Transferring Industrial Robot Assembly Tasks from Simulation to Reality

A side-by-side simulated and video version of robotics hands assembling pieces.

Simulation is an essential tool for robots learning new skills. These skills include perception (understanding the world from camera images), planning (formulating a sequence of actions to solve a problem), and control (generating motor commands to change a robot’s position and orientation). 

Robotic assembly is ubiquitous in the automotive, aerospace, electronics, and medical device industries. Setting up robots to perform an assembly task is a time-consuming and expensive process, requiring a team to engineer the robot’s trajectories and constrain its surroundings carefully. 

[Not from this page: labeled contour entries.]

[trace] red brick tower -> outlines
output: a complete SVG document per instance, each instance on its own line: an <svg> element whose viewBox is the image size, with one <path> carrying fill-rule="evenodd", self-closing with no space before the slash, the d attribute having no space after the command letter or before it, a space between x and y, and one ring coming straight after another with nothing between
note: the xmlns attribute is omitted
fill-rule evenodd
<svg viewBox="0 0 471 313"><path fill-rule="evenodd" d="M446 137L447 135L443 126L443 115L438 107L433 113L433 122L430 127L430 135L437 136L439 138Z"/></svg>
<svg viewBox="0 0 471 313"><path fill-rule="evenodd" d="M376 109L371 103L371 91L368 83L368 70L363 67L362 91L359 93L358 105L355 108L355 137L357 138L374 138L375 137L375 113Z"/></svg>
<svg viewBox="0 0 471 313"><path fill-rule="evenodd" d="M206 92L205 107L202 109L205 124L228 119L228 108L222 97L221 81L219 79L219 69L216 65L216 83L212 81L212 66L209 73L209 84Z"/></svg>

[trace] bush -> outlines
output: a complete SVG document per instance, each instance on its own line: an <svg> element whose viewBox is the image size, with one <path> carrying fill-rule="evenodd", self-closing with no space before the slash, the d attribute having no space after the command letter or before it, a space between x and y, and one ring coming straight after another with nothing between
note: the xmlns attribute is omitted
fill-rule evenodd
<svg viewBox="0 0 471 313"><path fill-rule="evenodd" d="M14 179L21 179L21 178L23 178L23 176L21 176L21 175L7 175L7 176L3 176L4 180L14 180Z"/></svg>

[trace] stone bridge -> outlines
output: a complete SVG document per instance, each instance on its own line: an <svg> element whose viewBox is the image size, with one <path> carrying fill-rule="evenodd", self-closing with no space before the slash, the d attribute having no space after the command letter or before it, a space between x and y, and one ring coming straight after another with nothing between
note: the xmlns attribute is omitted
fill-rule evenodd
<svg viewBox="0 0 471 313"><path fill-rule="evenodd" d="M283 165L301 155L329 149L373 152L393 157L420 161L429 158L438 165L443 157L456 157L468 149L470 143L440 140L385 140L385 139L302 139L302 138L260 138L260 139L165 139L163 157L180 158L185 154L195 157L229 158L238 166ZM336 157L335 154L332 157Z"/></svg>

In other areas of robotics, simulation has become an indispensable tool, especially for the development of AI. However, robotic assembly involves high-precision contact between geometrically complex, tight-tolerance parts. Simulating these contact-rich interactions has long been viewed as computationally intractable.

With recent developments from NVIDIA advancing robotic assembly, faster-than-realtime simulation is possible. These high-speed simulations enable the use of powerful, state-of-the-art techniques in reinforcement learning (RL). With RL, virtual robots explore simulated environments, gain years of experience, and learn useful skills through intelligent trial-and-error. Using RL for robotic assembly minimizes the need for human expertise, increases robustness to variation, and reduces hardware wear and tear. The term sim-to-real refers to the transfer of skills from simulation to the real world.

One of the biggest challenges in using RL for robotic assembly is that skills learned by robots in simulation do not typically transfer well to real-world robots. Subtle discrepancies in physics, motor signals, and sensor signals between the simulator and the real world cause this issue. Moreover, a real-world robot might encounter scenarios never seen in the simulator. These issues are collectively known as the reality gap.

What is IndustReal?

To use RL for challenging assembly tasks and address the reality gap, we developed IndustReal. IndustReal is a set of algorithms, systems, and tools for robots to solve assembly tasks in simulation and transfer these capabilities to the real world.  

IndustReal’s primary contributions include the following:

  • A set of algorithms for simulated robots to solve complex assembly tasks with RL.
  • A method that addresses the reality gap and stabilizes the learned skills when deployed in the real world.
  • A real-world robotic system that performs sim-to-real transfer of simulation-trained assembly skills from end-to-end.
  • A hardware and software toolkit for researchers and engineers to reproduce the system.
    • IndustRealKit is a set of 3D-printable CAD models of assets inspired by NIST Task Board 1, the established benchmark for robotic assembly.
    • IndustRealLib is a lightweight Python library that deploys skills learned in the NVIDIA Isaac Gym simulator onto a real-world Franka Emika Panda robot arm.
Robot inserts pegs and assembles gears in simulation and the real world.
Figure 1. Robot executes simulation-based policies for inserting pegs and assembling gears (top row.) Real-world deployments of these policies (bottom row)

Training algorithms and deployment method

In this work, we propose three algorithms to help learn assembly skills using RL in simulation. We also propose a deployment method for executing the skills on a real-world robot. 

Simulation-aware policy update 

Robotics simulators like NVIDIA Isaac Gym and NVIDIA Isaac Sim simulate real-world physics while simultaneously satisfying many physical constraints–most importantly, that objects cannot overlap with one another, or, interpenetrate. In most simulators, small interpenetrations between objects are unavoidable, especially when executing in real time. 

We introduce the simulation-aware policy update (SAPU) that provides the simulated robot with knowledge of when simulation predictions are reliable or unreliable. Specifically, in SAPU, we implement a GPU-based module in NVIDIA Warp that checks for interpenetrations as the robot is learning how to assemble parts using RL. 

We weight the robot’s simulated experience more when interpenetrations are small, and less when interpenetrations are large. This strategy prevents a simulated robot from exploiting inaccurate physics to solve tasks, which would cause it to learn skills that are unlikely to transfer to the real world.

Signed distance field reward

To solve tasks with RL, a reward signal (such as measuring how much progress the robot has made on solving the task) must be defined. However, it is challenging to define a reward signal for the alignment of geometrically complex parts during an assembly process.

We introduce a signed distance field (SDF) reward to measure how closely simulated parts are aligned during the assembly process. An SDF is a mathematical function that can take points on one object and compute the shortest distances to the surface of another object. It provides a natural and general way to describe alignment between parts, even when they are highly symmetric or asymmetric. 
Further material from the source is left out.